The object is not a single artefact but a set of long bronze strips, once nailed in bands down the height of a pair of great wooden gates at an Assyrian provincial palace. The wood is gone, rotted out of the archaeological record millennia ago. What survives is the metal: horizontal bands of bronze, each hammered in low relief - repoussé, worked from the reverse so the figures stand proud on the front face - showing processions of soldiers, chariots, captives and tribute-bearers, with a running cuneiform caption naming the campaign each scene records. It is a king's military annals turned into a functioning door, opened and shut for years by people at a minor Assyrian town who probably barely looked at the pictures under their hands.
The gates stood at Balawat, a small site near Nimrud in northern Iraq that occupies the position of the ancient town of Imgur-Enlil. They were commissioned in the name of Shalmaneser III, who ruled Assyria through much of the ninth century BCE, and their bands record the same decades of campaigning that fill his other monuments - the annals inscribed on his throne base and obelisk at Nimrud, the record of tribute exacted from kingdom after kingdom along Assyria's western frontier. A second, earlier set of bronze-banded gates from the same site, made for an earlier king, was recovered separately. Between them the two gates give Assyriologists one of the longest continuous runs of narrative relief to survive from the empire.
The bronze bands
Horizontal strips of bronze, originally fixed in registers down the height of a pair of wooden palace gates, each strip decorated in repoussé relief with a continuous frieze of soldiers, chariots, siege scenes, captives and tribute processions. A cuneiform caption runs above or beside each scene, naming the campaign, the year, and the polity being subdued or paying tribute. The bands belong among the fullest surviving narrative records of a single Assyrian king's wars.

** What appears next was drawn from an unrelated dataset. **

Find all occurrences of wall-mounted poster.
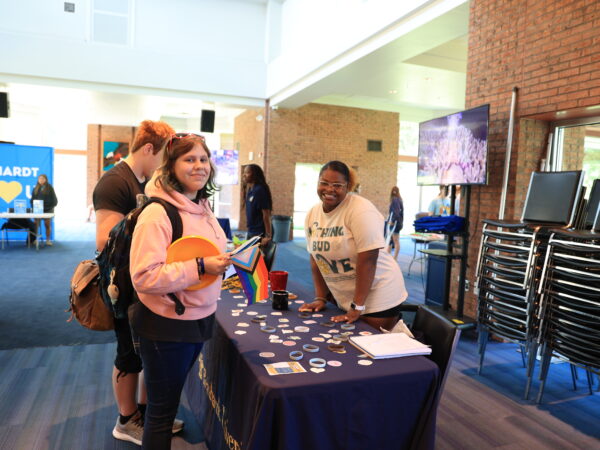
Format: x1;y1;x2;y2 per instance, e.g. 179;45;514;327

British Museum, LondonA name from the other side of the border
What makes the gates matter to readers of the Hebrew Bible is not a single dramatic image but a name that recurs in the captions and in Shalmaneser's other inscriptions: Hazael of Damascus. Hazael appears in the books of Kings as king of Aram-Damascus, a persistent military threat to the northern kingdom of Israel across the reigns of several of its kings - a ruler remembered in the biblical account as having seized the Aramean throne by killing his predecessor. Assyrian sources describe the same man, from the outside, as a usurper who took the throne of Damascus and who Shalmaneser fought and boxed into his own capital during one of the campaigns the gate-bands commemorate.
Neither record was written with the other in mind. The biblical narrative is theological history, concerned with Israel's kings and their fidelity; the Assyrian bands are royal self-glorification, concerned with tribute extracted and cities besieged. That the same figure, ruling the same kingdom in the same rough window of the ninth century BCE, appears independently in both is exactly the kind of cross-check the stone register exists to supply. Aram-Damascus was not a detail invented for the biblical story. It was a real, contested, well-armed neighbour, described in these terms by the empire that fought it too.
The Damascus campaigns
Captions on the gate-bands and Shalmaneser III's other inscriptions record repeated campaigns against Hazael of Damascus, describing him as having taken the Aramean throne without dynastic right and recounting battles in which Assyrian forces defeated his army and shut him inside his own capital. The same Hazael appears in the books of Kings as king of Aram, in conflict with the northern kingdom of Israel across the reigns of several Israelite kings of the period.
British Museum, LondonWhy it matters as evidence
The gates were made for an Assyrian audience and an Assyrian purpose - to remind everyone who passed through them, for as long as the gates hung, of a king's victories. They were not made to corroborate anything in Israel's own record, and that is exactly their value. A source with no stake in the biblical narrative, writing in a different language and a different genre, for a different god, independently places a named Aramean king at war in the region and period the biblical account describes, fighting the same kind of small Levantine states - Israel among them - that the Assyrian annals treat as tribute-payers on their western frontier.
The gates also do something the stone monuments of Nimrud and Nineveh mostly cannot: they show scale. A relief carved into a palace wall records one moment. A pair of gates banded top to bottom in bronze, opened and closed for a working lifetime, records a habit of empire - conquest turned into architecture, war folded into the daily furniture of a minor town. Reading the Hazael captions against the books of Kings does not settle every question either text raises about the other. It does establish that both were describing a real, contested ninth-century world, and that neither side needed the other's permission to remember it that way.